[addflip]

It's funny that this is coming up now. The other day I was on the phone with Geico's roadside assistance and they wanted to know my location. I told them I didn't have their app downloaded, they said it wasn't a problem and they could get it without it. Sure enough they could. I checked their disclaimers [1] and they purchase the data from my cell carrier. They didn't even have to know which one.

[1] https://www.geico.com/web-and-mobile/mobile-apps/roadside-as... (see disclaimers at the bottom)

[limsup]

Wow. The fact that they can just get this with "oral approval" (relayed by them to your carrier) is shocking to me. This is ridiculous.

[mdhardeman]

The other respondents to this message more or less have it right.

The way this stuff works is that when GEICO signed the deal to get access to this, they pinky-swore in a contract to only use the data certain ways.

Often, the representatives on both sides of such transactions even have a wink-wink nod-nod deal going which is different from what the contract materially represents.

Importantly, these contracts virtually always avoid talking about mechanisms for tracking such usage, auditing such usage, and even any remedies for violations (beyond discontinuing the service access - and then only if it's egregious).

You'd be amazed how much in the telecom world is handshake and contractual with no technological enforcement and often neither side of these agreements are incentivized to enforce the terms laid out.

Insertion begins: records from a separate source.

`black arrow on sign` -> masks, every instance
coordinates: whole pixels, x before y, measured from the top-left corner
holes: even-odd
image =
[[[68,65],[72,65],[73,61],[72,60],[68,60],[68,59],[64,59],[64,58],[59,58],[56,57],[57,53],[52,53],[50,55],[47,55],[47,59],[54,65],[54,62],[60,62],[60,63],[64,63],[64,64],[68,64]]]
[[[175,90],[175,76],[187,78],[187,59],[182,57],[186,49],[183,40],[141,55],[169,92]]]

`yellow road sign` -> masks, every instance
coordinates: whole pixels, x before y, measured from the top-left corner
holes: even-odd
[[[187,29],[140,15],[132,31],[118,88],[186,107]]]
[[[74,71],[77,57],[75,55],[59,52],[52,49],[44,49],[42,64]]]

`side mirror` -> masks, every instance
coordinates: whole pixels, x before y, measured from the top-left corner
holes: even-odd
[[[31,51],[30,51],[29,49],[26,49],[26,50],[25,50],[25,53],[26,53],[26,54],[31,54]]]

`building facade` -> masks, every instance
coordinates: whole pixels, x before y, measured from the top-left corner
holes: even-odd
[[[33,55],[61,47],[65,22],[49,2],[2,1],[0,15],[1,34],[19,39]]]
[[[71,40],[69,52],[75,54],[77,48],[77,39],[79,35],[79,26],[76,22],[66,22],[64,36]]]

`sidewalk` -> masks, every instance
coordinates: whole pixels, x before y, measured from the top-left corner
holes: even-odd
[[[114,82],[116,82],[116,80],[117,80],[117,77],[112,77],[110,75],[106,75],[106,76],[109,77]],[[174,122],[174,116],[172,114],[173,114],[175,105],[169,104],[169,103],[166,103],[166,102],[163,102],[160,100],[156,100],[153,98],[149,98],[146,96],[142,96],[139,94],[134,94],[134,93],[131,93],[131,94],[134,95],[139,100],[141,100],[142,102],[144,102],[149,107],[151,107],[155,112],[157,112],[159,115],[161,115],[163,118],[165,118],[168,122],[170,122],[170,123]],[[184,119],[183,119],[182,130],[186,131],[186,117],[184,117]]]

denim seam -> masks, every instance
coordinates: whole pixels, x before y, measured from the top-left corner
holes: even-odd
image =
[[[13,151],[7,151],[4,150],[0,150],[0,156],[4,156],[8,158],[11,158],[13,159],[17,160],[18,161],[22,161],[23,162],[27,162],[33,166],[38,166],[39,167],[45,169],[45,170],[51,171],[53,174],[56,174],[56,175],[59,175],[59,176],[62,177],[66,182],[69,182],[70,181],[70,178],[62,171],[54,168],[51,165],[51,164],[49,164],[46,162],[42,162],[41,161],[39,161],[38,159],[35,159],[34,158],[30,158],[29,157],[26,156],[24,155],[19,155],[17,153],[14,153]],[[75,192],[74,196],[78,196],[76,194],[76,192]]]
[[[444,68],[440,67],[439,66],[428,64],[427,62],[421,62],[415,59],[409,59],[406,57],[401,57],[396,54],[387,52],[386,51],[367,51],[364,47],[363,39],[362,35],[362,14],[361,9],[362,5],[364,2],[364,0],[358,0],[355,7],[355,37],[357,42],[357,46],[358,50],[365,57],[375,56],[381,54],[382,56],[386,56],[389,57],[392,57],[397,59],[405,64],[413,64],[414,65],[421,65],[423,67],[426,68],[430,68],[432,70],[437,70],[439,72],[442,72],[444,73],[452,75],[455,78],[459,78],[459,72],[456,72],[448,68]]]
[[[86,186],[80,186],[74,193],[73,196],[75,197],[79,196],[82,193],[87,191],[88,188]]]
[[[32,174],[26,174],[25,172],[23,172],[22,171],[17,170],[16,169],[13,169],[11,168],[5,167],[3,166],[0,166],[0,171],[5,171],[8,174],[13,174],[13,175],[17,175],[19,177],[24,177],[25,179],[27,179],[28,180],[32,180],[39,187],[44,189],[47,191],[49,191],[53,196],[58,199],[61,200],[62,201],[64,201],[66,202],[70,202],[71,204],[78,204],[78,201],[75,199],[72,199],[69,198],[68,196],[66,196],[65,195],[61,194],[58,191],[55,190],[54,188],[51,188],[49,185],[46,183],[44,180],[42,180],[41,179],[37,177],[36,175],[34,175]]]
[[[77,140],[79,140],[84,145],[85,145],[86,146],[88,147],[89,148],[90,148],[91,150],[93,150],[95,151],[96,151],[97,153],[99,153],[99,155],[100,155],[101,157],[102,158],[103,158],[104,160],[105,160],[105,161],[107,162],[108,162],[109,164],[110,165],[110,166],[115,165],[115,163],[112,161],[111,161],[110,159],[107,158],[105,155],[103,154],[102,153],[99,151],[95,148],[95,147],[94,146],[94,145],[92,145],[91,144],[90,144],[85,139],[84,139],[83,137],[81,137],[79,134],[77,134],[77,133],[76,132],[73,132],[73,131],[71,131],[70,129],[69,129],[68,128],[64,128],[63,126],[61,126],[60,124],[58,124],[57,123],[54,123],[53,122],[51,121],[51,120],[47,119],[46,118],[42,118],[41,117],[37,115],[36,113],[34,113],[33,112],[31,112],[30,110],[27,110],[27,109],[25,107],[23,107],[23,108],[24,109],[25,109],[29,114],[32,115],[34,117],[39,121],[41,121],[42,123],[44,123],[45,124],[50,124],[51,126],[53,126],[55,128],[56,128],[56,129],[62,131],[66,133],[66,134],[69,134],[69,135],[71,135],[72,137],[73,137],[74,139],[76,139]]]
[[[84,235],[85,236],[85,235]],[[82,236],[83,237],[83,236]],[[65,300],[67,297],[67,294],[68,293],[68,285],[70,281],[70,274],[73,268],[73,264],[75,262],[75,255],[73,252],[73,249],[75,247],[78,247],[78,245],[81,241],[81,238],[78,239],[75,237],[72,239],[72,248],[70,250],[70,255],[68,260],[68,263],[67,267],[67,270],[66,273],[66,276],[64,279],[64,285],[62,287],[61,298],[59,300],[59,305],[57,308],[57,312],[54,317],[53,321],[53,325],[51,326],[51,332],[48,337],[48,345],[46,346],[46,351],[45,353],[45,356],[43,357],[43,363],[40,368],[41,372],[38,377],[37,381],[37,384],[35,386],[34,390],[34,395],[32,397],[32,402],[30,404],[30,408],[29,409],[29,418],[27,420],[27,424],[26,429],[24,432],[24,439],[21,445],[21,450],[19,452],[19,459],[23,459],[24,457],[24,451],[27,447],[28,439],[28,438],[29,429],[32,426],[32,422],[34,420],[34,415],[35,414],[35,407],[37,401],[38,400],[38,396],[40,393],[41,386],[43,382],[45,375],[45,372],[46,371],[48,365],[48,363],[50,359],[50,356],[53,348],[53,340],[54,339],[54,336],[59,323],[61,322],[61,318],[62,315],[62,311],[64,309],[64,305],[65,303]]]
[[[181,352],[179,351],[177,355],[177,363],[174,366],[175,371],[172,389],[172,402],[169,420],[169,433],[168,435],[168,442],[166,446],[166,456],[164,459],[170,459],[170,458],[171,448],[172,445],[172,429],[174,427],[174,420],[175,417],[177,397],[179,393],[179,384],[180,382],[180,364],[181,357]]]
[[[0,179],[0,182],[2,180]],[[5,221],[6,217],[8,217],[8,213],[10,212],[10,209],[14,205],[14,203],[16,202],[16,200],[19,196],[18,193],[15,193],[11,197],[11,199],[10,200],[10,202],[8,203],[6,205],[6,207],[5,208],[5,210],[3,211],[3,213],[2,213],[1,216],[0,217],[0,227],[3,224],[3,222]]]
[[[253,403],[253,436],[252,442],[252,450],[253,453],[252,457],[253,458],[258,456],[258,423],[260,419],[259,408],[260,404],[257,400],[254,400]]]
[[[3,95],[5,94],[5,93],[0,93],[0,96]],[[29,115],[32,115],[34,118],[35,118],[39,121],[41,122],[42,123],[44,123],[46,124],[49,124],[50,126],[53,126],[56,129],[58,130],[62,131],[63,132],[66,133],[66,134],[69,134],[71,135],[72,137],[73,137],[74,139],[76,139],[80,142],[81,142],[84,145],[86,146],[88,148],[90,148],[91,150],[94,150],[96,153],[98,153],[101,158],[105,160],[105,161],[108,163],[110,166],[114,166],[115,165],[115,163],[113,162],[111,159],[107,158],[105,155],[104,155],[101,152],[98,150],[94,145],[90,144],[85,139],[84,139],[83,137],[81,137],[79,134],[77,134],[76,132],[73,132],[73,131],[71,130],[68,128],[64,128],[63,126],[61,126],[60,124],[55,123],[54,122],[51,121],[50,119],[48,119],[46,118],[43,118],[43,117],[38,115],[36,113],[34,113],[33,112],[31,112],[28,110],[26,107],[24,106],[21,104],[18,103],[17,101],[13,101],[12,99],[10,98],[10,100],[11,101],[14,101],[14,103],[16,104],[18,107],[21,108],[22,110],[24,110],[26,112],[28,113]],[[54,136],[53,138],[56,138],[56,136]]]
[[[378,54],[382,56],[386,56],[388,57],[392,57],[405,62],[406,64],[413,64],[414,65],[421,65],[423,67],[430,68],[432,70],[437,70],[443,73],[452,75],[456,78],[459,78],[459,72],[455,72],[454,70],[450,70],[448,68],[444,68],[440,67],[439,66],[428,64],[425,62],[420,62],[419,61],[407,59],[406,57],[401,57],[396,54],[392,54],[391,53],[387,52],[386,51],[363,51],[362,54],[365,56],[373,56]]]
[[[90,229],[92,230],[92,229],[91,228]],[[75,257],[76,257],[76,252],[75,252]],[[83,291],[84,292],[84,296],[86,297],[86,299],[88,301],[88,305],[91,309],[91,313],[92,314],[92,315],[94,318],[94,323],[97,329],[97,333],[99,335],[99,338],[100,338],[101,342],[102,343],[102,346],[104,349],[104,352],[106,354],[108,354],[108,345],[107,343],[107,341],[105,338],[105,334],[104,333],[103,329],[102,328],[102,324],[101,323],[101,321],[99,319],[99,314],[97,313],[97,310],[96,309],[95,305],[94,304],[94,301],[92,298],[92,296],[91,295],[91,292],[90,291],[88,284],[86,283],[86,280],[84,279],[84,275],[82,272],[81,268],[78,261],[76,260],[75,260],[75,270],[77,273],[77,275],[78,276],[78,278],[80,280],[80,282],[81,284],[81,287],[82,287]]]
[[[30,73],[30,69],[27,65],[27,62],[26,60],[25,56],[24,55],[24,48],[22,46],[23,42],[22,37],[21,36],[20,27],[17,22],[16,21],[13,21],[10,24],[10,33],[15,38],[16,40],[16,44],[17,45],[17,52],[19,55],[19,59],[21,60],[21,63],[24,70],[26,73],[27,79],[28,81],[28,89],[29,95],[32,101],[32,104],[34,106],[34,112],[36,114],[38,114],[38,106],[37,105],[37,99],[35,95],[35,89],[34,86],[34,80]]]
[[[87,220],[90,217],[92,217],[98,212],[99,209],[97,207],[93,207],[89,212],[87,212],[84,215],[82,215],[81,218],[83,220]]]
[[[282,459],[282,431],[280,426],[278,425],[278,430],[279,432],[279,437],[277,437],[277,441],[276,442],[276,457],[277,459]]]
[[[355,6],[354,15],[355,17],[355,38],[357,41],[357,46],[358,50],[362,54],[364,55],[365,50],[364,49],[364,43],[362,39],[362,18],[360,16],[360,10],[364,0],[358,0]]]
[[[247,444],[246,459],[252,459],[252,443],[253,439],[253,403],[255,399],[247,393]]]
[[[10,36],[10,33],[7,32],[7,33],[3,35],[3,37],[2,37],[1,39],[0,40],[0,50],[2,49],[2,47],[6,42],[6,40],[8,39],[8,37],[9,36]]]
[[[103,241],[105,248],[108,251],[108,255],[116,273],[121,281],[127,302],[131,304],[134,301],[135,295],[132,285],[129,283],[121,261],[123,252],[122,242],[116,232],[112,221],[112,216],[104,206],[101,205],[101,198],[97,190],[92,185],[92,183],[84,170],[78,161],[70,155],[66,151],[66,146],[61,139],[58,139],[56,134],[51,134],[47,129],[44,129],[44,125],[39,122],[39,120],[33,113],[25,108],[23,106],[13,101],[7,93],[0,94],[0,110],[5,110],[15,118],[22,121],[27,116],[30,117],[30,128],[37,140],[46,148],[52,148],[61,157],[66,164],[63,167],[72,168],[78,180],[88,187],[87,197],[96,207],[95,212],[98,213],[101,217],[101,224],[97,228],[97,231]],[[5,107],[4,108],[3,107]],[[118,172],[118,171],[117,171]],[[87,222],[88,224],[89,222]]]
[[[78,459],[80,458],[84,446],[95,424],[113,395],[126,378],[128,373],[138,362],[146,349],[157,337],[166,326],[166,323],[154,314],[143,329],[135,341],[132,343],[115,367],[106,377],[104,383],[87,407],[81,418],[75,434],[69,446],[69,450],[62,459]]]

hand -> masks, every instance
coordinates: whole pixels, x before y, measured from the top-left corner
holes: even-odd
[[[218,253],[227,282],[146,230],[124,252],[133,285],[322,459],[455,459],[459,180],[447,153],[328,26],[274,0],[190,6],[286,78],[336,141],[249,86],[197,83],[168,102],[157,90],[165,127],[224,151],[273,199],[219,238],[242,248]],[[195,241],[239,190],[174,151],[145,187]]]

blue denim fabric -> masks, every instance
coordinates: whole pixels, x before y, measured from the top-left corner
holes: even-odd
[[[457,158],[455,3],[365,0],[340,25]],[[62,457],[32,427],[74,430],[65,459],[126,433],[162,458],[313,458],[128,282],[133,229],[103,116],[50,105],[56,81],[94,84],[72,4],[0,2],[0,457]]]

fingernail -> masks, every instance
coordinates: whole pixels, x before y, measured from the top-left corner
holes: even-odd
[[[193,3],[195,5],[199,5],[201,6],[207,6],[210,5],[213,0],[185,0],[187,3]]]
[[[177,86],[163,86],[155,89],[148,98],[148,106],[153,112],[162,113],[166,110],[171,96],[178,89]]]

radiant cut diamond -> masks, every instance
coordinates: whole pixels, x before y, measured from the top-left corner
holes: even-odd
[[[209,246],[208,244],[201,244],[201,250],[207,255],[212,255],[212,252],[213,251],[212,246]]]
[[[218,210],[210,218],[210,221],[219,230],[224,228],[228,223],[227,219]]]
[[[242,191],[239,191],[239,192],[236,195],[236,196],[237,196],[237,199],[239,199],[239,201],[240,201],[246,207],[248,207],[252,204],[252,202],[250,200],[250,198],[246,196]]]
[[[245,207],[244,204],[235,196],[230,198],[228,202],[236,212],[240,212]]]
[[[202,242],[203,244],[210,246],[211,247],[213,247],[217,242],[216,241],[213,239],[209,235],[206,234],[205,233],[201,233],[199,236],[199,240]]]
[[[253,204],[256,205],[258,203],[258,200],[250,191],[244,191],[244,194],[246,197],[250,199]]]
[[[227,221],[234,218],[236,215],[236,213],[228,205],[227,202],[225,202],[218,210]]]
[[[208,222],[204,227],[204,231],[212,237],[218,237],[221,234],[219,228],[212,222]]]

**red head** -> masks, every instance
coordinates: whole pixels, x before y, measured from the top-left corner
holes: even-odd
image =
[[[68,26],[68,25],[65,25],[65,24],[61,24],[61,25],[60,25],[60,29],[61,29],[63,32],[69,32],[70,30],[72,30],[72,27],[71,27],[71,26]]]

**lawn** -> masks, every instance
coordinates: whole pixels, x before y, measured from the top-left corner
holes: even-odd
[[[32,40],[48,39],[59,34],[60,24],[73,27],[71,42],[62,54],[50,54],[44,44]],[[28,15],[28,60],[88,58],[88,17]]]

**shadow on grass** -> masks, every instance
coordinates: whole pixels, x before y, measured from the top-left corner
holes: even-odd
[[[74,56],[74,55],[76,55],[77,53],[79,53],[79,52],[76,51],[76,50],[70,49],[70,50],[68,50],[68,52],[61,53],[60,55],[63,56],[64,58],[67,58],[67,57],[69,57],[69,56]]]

The parts of these agreements that are solid is how transactions, events, etc are measured and what these cost and who pays and how. Shocking, that.

[forapurpose]

> when GEICO signed the deal to get access to this, they pinky-swore in a contract to only use the data certain ways.

Like Cambridge Analytica's deal with Facebook.

[facetube]

Exactly. Telcos recover damages, the products (read: users) who were damaged get nothing.

[jellicle]

They don't need oral approval or any approval. GEICO is only asking so that their customers won't freak out when GEICO magically knows where they are. The customer service rep probably had the data up on their screen already when they asked.

[trendia]

I wonder if they use this data to price insurance -- they would easily know when their drivers are going over the speed limit (or, if such data is not so precise, if their average speed over 10 minutes exceeded the speed limit).

[ThrustVectoring]

More likely is approximating number of miles driven and price discriminating based off that. More miles driven = more risk of an auto accident. Basically pay-per-mile car insurance, but hidden.

[pathseeker]

How do they know you are driving? Seems too error-prone to be useful.

[ThrustVectoring]

They don't need to know you are driving to do price discrimination. They could just as well take the zip codes where you live and work and assume you're driving, and make a profit giving discounts to folks with a shorter commute regardless of whether or not they actually drive it.

[lutorm]

They might know how fast you're traveling, but they don't know who's driving.

[jstanley]

Just because it's not 100% accurate doesn't mean it's 0% accurate.

There's still value in a noisy signal.

[addflip]

That was my concern.

[adrr]

You need approval from the customer if you're using a data provider that is pinging E911 location of the phone. Carriers require it. E911 location isn't that precise, its not like GPS and can be a mile or so off. It's good for detecting travel(banks) and roadside service.